His advisors had told him not to sign the petition. Now, with the Jedi gone and the Empire declared, many of his colleagues had already withdrawn their names. Dewell would not. But he feared that would be the last act of bravery he would ever —
The wretched first officer appeared in the doorway, as drunk as he had been before. “Station stop,” he called into the hold. “Cross over to Pad 560 to reach our line’s connector flight for the Outer Rim. Everyone else, thanks for…” Dewell didn’t hear the rest, reaching down for the bag of belongings at his feet. It was time to move again.
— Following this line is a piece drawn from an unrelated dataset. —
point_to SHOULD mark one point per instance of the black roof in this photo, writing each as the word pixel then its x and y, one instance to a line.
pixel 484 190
Dewell didn’t know what planet he was on, except that the sky was a bright green, and that again he was having trouble seeing. He was glad to get off the
, in any event.
He had waited for the Devaronians to disembark first. He hadn’t seen where the Young Father had gone. That was too bad; the human had seemed a decent sort. This was how it was going to be, Dewell realized. Going from one place to another, never forming a relationship that lasted more than five minutes, never mind a friendship. It was hardly a life worth living, much less fighting for.
Slouching as he walked across the grungy spaceport, his bag tightly in hand, he looked around at the crowd. He felt eyes on him, and while he couldn’t see any faces clearly, he imagined the rest. He spotted a lonely passageway leading between two of the maintenance buildings, and headed toward it. That way he could get to the landing pad while avoiding most of the foot traffic.
Walking down the tiled alley, he heard a bleating cry from around a corner. Instinctively, he stepped forward and looked. A long-trunked Ortolan janitor, still clutching his mop, was being shaken by two figures in white armor. Clone troopers, from the so-called Grand Army of the Republic. Dewell couldn’t hear what they were saying, but the stubby blue figure howled as they shook him.
That was enough! Forgetting his size — and everything else that concerned him — Dewell charged into the secluded area. “Stop that!” he yelled. The troopers paid him no mind. The rope wrapped tightly around his paw, Dewell slung his bag of belongings forward. It struck the trooper holding the janitor on the shin.
He had their attention now, whether he wanted it or not. The trooper dropped the Ortolan, who ran off through one of the
side passages, abandoning his cleaning cart and bucket. Pulling a blaster rifle from over his shoulder, the trooper looked directly at the Kedorzhan. “Dewell Bronk?”
Dewell looked up, startled. “That is my name.”
“Senator Bronk, you are under arrest.”
“On whose authority?”
“Emperor Palpatine.” The second trooper held up a datapad with Dewell’s image.
Dewell’s eyes opened to their full, enormous width. Of course, there was no Imperial interest in hassling janitors. At least, not yet. It was a trap, and he had walked right into it. His arms fell to his sides. “I guess I knew this was —”
Before he could finish, something astonishing happened. The janitor’s bucket landed over the helmet of the first clone trooper with a loud clang, spilling sudsy water and completely obscuring the soldier’s vision. The second trooper turned, raising his rifle; surely, it would have taken someone a Wookiees height to shove the bucket over his partner’s head. But there was no one behind him at all. Instead, there was someone to the side — wielding, of all things, a large spray can. As Dewell dove for the ground, he heard the loud spritzing noise and smelled the high-pressure cleanser foam.